Directed by Rian Johnson

Starring Daniel Craig, Ana de Armas, Jamie Lee Curtis, Chris Evans, Toni Collette, LaKeith Stanfield, Christopher Plummer, Don Johnson

BY Alex HudsonPublished Nov 27, 2019

A murder disguised as a suicide, a pool of suspects with plenty to gain from the victim's death, and a charismatic detective who is as clever as he is quirky. Knives Out is a classic whodunnit in the mould of Agatha Christie, but with a self-aware sense of snark that injects hilarious new energy into the outmoded genre.
In a meta nod to the form, the film's victim is a murder mystery novelist living in a remote gothic manor — a bit like the Clue board brought to life, as one character points out. Harlan Thrombrey (Christopher Plummer) is found dead on his 85th birthday with his throat slit in an apparent suicide.
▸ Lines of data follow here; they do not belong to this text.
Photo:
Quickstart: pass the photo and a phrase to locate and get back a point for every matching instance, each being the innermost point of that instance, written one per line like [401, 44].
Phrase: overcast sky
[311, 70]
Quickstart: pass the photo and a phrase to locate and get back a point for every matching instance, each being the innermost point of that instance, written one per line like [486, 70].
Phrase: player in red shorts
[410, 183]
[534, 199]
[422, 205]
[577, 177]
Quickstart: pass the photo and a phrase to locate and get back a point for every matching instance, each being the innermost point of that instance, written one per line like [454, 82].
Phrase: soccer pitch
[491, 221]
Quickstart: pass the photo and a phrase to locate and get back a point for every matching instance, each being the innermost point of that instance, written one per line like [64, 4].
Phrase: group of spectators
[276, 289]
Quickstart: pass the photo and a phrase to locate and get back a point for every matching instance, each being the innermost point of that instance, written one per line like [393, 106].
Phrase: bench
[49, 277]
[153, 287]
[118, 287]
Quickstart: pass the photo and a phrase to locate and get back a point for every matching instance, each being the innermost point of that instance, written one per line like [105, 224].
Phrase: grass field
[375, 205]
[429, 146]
His dysfunctional brood of kids and grandkids are all possible suspects, including the domineering Linda (Jamie Lee Curtis), elitist black sheep Ransom (Chris Evans), and wellness guru daughter-in-law Joni (Toni Collette, with wonderfully exaggerated vocal fry).
Detective Elliot (LaKeith Stanfield) is ready to declare the death a suicide, but investigator detective Benoit Blanc (Daniel Craig) swoops in with a Southern accent and a theory that something fishy is going on. He quickly aligns himself with Harlan's well-meaning South American nurse Ana de Armas — who he deems trustworthy, thanks to her icky habit of spewing chunks any time she tells a lie.
The star-studded ensemble cast all deliver lively, laugh-out-loud performances, but it's the wickedly clever script by Rian Johnson (who also directed) that's the true standout here. The complex crime comes together like a masterful puzzle, and Johnson cheekily subverts the retro whodunnit aesthetic with timely punch lines about JUUL-ing and alt-right online trolls. Modern issues about immigration and American racism factor heavily in the Thrombrey family's insufferable snobbery.
Knives Out has its tongue planted firmly in cheek, but with funny gags tied together by believable twists, the film is the best of both worlds: it's both a witty spoof of murder mysteries and an outstanding embodiment of the genre.